Un passaggio obbligato
Immagino che se sei qua è perché ti sei posto questa domanda, ad un certo punto del tuo percorso professionale. E quello che ti sei sentito rispondere è stato sempre:
“Se non fai gavetta, non vai da nessuna parte”
Quindi, guai a lamentarsi!
Al pari dell’esortazione “Conosci te stesso” iscritta nel tempio di Apollo e Dafne, “Devi fare gavetta” sembra essere impressa fin dai tempi antichi in ogni ufficio del nostro bel paese.
Penso di aver imparato prima cosa voglia dire questo termine, piuttosto che che cosa volesse dire “andare a lavorare”. Passiamo tutta la vita a fare gavetta, prima di poter fare gavetta per davvero.

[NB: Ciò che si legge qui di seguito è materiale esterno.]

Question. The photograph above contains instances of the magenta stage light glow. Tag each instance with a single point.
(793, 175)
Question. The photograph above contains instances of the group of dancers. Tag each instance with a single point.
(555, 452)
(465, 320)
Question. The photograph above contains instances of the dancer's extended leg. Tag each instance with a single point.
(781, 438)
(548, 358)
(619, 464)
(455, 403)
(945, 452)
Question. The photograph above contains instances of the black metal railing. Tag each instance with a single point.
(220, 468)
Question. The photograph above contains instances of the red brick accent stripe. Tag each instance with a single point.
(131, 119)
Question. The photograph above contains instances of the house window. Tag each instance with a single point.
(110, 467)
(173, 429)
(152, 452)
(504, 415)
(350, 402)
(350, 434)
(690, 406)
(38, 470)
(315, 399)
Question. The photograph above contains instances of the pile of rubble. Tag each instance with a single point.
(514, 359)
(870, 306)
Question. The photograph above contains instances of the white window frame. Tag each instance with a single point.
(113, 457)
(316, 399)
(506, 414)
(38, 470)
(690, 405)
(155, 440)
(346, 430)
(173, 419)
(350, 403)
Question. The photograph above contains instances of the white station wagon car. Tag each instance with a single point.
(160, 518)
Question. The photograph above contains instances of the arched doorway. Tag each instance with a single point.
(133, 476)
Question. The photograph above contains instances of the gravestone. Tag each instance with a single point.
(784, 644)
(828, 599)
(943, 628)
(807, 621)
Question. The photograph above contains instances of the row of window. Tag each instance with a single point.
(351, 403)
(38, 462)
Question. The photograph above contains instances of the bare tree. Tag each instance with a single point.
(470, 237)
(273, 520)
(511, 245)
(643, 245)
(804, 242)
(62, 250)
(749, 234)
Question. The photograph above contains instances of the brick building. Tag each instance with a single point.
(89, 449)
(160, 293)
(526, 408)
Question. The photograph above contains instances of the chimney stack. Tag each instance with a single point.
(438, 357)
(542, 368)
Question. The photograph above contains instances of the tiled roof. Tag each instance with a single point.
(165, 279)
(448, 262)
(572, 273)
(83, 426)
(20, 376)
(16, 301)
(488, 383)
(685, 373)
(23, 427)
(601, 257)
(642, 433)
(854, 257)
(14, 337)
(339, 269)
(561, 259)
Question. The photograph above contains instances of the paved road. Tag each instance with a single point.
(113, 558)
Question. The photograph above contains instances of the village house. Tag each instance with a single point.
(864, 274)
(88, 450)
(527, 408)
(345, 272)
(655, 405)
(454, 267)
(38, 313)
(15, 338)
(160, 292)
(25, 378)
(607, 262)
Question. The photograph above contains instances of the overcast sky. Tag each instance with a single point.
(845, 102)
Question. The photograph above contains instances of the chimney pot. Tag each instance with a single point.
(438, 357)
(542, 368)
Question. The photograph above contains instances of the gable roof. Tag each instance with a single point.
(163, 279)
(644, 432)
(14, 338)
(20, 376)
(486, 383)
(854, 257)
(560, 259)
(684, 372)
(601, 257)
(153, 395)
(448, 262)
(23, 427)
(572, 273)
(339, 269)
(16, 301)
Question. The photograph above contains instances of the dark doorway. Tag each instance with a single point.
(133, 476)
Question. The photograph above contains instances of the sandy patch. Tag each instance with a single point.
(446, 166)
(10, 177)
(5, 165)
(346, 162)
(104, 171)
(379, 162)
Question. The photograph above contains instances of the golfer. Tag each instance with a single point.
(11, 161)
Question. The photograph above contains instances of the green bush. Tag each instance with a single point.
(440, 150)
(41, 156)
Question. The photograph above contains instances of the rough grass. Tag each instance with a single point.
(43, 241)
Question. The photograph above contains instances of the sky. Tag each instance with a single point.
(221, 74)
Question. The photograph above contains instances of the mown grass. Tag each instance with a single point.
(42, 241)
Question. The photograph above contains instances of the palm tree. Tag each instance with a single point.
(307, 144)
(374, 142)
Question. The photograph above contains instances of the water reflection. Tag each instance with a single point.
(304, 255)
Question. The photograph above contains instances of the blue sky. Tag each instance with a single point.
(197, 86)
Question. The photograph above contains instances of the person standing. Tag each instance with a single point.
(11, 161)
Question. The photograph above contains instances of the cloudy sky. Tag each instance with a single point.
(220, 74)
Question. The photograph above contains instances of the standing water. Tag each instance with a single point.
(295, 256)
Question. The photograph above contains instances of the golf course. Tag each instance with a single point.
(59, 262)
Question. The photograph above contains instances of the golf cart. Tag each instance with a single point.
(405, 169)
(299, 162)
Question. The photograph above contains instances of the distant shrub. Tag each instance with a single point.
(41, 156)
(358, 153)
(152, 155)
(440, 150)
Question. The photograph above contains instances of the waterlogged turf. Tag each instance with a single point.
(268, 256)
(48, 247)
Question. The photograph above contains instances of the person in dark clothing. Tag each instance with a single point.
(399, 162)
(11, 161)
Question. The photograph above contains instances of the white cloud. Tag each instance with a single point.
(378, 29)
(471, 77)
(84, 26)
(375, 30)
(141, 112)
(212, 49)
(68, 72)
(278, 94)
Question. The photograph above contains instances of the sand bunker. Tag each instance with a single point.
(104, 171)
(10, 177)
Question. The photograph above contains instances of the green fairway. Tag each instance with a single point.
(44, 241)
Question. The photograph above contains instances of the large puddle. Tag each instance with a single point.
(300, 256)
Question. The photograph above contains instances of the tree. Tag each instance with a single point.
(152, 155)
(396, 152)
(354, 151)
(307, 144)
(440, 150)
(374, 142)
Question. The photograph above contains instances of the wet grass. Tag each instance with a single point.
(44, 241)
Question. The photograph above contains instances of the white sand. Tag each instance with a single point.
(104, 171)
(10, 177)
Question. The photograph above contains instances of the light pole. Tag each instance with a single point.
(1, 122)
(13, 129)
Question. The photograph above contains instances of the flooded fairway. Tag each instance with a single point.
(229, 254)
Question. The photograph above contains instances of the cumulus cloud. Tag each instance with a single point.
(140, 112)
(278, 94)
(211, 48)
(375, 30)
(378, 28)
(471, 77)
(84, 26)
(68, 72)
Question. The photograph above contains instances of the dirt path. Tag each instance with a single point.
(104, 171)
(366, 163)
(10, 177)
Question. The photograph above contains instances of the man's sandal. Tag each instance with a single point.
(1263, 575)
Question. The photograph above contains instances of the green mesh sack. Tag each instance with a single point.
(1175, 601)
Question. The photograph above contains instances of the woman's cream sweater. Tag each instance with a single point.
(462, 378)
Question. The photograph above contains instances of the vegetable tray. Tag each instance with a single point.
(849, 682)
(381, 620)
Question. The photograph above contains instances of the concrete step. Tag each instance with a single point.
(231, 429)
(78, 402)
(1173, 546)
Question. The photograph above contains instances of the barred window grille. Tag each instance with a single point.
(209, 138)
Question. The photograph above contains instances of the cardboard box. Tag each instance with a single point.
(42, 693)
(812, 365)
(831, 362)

Però riusciamo comunque ad arrivarci col sorriso, forse perché di questi tempi è già questo un traguardo (un po’ di retorica populista, a volte, ci vuole).
E quindi esci dall’università, o forse anche da un master che è meglio non dire quanto è costato a te e alla tua famiglia. E finalmente ce l’hai fatta: hai varcato le soglie di quello che sembra un futuro brillante.
Ma…qualcosa non torna
“Gli uomini non sono saggi in proporzione all’esperienza quanto alla loro capacità di fare esperienza”
George Bernard Shaw
Ti fermi un attimo.
Ti coglie una folgorazione improvvisa. Un’epifania.
E rifletti che sul fatto che ormai sono passati 6 mesi, che è un tempo giusto per farsi l’idea di un lavoro. Eppure ancora non te la sei fatta.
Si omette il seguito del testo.